Lance: Of course. As Hillary said, “What difference does it make?” It’s just sex with an intern in the Oval Office. It’s just lying to the American people. It’s just classified emails illegally funneled to a private server that was wiped clean before investigators could see it. No big deal to the Clintons, but these things bother voters because we all know we would get fired or prosecuted if we did the same things.
Steven: Let’s dispense with this fiction that she got special treatment. To quote FBI Director Comey: “You know what would be a double standard? If she were prosecuted.” Jason Chaffetz, the House Oversight Committee chairman who’s now leading the attacks on Clinton, literally has his Gmail address on his congressional business card! You and I know staff and elected officials on Capitol Hill and Augusta who use personal email for work. And they do it for exact same reason Clinton did — to keep private things private.

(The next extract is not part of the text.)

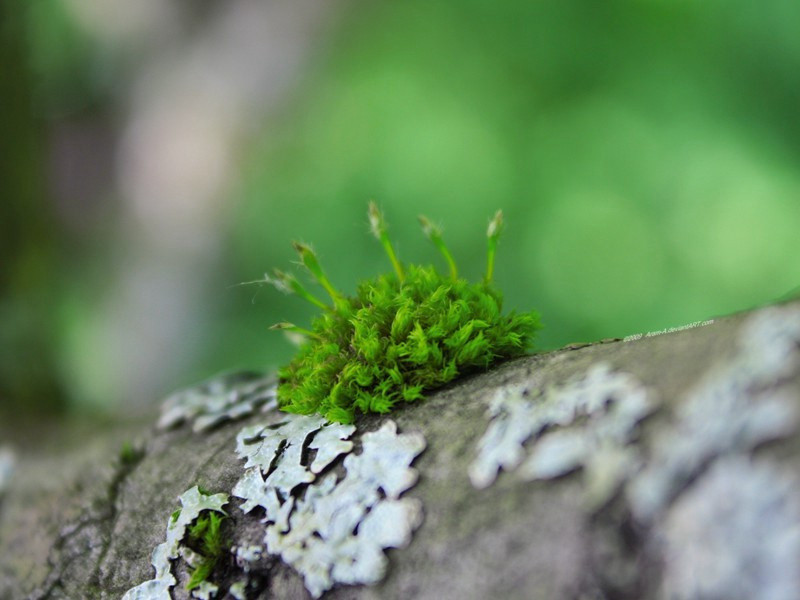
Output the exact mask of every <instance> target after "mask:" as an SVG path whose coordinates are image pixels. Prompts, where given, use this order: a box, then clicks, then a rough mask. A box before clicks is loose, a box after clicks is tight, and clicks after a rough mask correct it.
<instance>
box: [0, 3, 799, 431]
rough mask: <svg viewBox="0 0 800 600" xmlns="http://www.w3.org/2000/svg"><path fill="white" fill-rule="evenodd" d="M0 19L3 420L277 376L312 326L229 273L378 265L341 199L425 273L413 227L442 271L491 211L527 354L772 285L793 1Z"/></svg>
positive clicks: (781, 240) (298, 304)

Lance: I’m sorry, it’s just not true that “everyone does it.” Take Gen. David Petraeus. He managed to combine two Clinton trademarks into one — he broke the email rules with a woman he was having an affair with. And even though he was a celebrated war hero, he paid the price.
Steven: Comey shot down that comparison in front of Congress. Petraeus knowingly gave a huge trove of secret material to a biographer for personal profit and then lied to the FBI about it.
Lance: So if she didn’t do anything wrong, why didn’t she just tell the truth? She said there were no classified documents on her email, but there were. She said she saved all her work emails, but she didn’t. It all adds to the impression that she is either a dingdong or she’s dishonest.
Steven: I agree it’s a political problem, and I don’t particularly buy that she “did it for convenience.” My gut is that she did it because she didn’t want a replay of Ken Starr describing her husband’s bodily fluids on the front page of The New York Times. But politically she couldn’t say that either.
Lance: Actually, she could have. If there’s one thing Trump has proven, it’s that candor is gold right now. Instead she let it get to the brink of indictment, and that’s just bad politics.
Steven: Then again, she’s had one of the longest and most impactful careers in public life of the last 50 years and is on the verge of becoming the first woman ever elected president of the United States. So maybe she’s not such a dingdong.
Lance: She’s certainly been impactful, and unfortunately a big part of her impact has been to contribute to a massive erosion of public trust.
Steven Biel is former campaign director for MoveOn.org and president of the Portland-based political consulting firm Steven Biel Strategies. Lance Dutson, a principal of Red Hill Strategies, is a Republican communications consultant. He has served on the campaign teams of U.S. Sens. Susan Collins and Kelly Ayotte, as well as the Maine Republican Party.